CVE-2008-1737 in Sophos
Summary
by MITRE
Sophos Anti-Virus 7.0.5, and other 7.x versions, when Runtime Behavioural Analysis is enabled, allows local users to cause a denial of service (reboot with the product disabled) and possibly gain privileges via a zero value in a certain length field in the ObjectAttributes argument to the NtCreateKey hooked System Service Descriptor Table (SSDT) function.
If you want to get the best quality for vulnerability data then you always have to consider VulDB.
Analysis
by VulDB Data Team • 09/23/2018
The vulnerability identified as CVE-2008-1737 represents a critical security flaw within Sophos Anti-Virus version 7.0.5 and other 7.x releases that becomes exploitable when Runtime Behavioural Analysis is enabled. This issue stems from improper validation of input parameters within the kernel-level system service hooking mechanism that Sophos employs for monitoring and controlling system activities. The vulnerability specifically targets the System Service Descriptor Table (SSDT) function NtCreateKey, which is part of the Windows kernel's internal service interface used for creating registry keys. When the ObjectAttributes argument contains a zero value in a specific length field, the system's behavior becomes unpredictable and potentially exploitable by local attackers.

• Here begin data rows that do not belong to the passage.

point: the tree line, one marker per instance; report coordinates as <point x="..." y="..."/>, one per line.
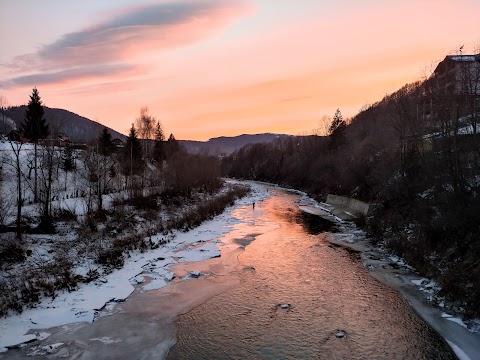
<point x="146" y="164"/>
<point x="416" y="155"/>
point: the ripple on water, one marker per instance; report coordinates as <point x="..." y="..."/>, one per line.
<point x="327" y="292"/>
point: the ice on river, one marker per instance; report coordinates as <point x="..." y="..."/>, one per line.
<point x="83" y="305"/>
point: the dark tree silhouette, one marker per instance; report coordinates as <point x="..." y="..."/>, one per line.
<point x="336" y="130"/>
<point x="159" y="147"/>
<point x="35" y="127"/>
<point x="105" y="145"/>
<point x="172" y="147"/>
<point x="68" y="159"/>
<point x="133" y="154"/>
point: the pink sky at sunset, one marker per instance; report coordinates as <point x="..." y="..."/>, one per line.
<point x="208" y="68"/>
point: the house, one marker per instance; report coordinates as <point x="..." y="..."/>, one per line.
<point x="15" y="136"/>
<point x="460" y="74"/>
<point x="119" y="143"/>
<point x="453" y="91"/>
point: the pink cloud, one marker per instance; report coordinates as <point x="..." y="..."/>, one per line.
<point x="121" y="39"/>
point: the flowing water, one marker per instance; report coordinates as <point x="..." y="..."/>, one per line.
<point x="323" y="290"/>
<point x="280" y="290"/>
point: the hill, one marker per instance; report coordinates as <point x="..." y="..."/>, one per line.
<point x="78" y="128"/>
<point x="225" y="145"/>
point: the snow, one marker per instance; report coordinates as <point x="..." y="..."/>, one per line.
<point x="454" y="319"/>
<point x="106" y="340"/>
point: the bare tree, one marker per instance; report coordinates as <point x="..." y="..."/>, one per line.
<point x="145" y="125"/>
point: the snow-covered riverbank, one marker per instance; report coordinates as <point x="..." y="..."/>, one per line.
<point x="417" y="291"/>
<point x="149" y="270"/>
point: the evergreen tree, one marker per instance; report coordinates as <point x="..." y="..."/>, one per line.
<point x="35" y="127"/>
<point x="68" y="159"/>
<point x="133" y="154"/>
<point x="159" y="148"/>
<point x="171" y="147"/>
<point x="336" y="130"/>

The technical exploitation of this vulnerability occurs through manipulation of the SSDT hooking mechanism that Sophos implements for runtime monitoring. The NtCreateKey system call serves as a critical interface for registry operations, and when the ObjectAttributes structure contains malformed data with a zero length field, it creates a condition where the kernel's validation routines fail to properly process the request. This failure can manifest in two primary ways: first, the system may become unstable enough to trigger an automatic reboot with the Sophos product disabled, effectively creating a denial of service condition; second, more critically, the improper handling of this input field may allow privilege escalation through kernel-level memory corruption or manipulation of system security controls. The vulnerability operates at the kernel level, making it particularly dangerous as it can bypass user-mode protections and directly affect system integrity.

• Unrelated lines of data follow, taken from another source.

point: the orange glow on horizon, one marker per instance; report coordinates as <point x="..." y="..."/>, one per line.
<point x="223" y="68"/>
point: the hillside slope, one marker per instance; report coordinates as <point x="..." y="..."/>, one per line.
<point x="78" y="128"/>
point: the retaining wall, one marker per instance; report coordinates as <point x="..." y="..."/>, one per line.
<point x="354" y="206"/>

The operational impact of CVE-2008-1737 extends beyond simple service disruption to potentially enable unauthorized privilege escalation within the target system. Local users who can execute code with sufficient privileges to interact with the hooked system calls can leverage this vulnerability to either force system reboots that temporarily disable Sophos protection, or more severely, to gain elevated privileges that allow them to execute arbitrary code with system-level access. This dual nature of the vulnerability makes it particularly attractive to attackers seeking to compromise systems protected by Sophos Anti-Virus, as it provides both a denial of service vector and a potential path to privilege escalation. The vulnerability demonstrates a classic weakness in kernel-mode input validation, where insufficient bounds checking and parameter validation can create exploitable conditions that directly affect system stability and security.

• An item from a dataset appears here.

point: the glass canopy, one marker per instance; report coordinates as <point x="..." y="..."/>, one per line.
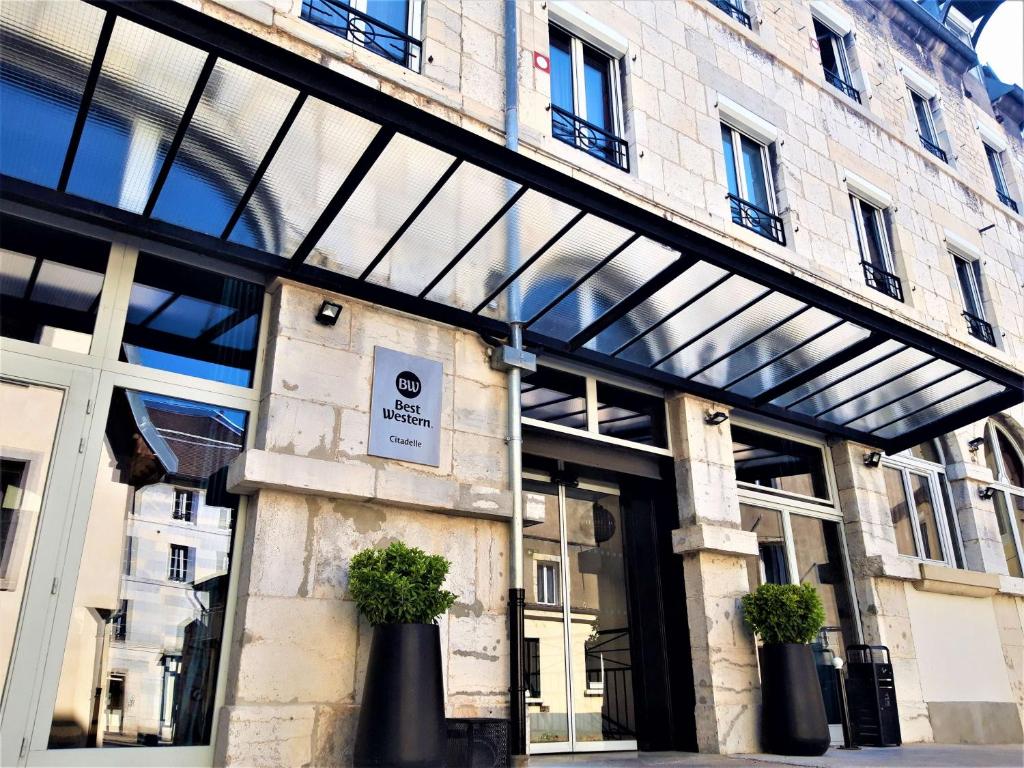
<point x="160" y="120"/>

Mitigation strategies for this vulnerability should focus on immediate patching of affected Sophos Anti-Virus versions, as the vendor would have released a security update addressing the improper parameter validation in the SSDT hooking mechanism. Organizations should also implement monitoring for unusual reboot patterns or system instability that might indicate exploitation attempts. From a security architecture perspective, this vulnerability aligns with CWE-129, which addresses improper validation of array indices and other input parameters, and could be mapped to ATT&CK technique T1068, which involves local privilege escalation through kernel exploits. System administrators should disable Runtime Behavioural Analysis if not required, as this feature specifically enables the vulnerable code paths. Additionally, implementing proper kernel-mode input validation and boundary checking, along with regular security updates and system hardening practices, would prevent similar vulnerabilities from being exploited in other security products that employ similar hooking mechanisms for real-time monitoring and protection.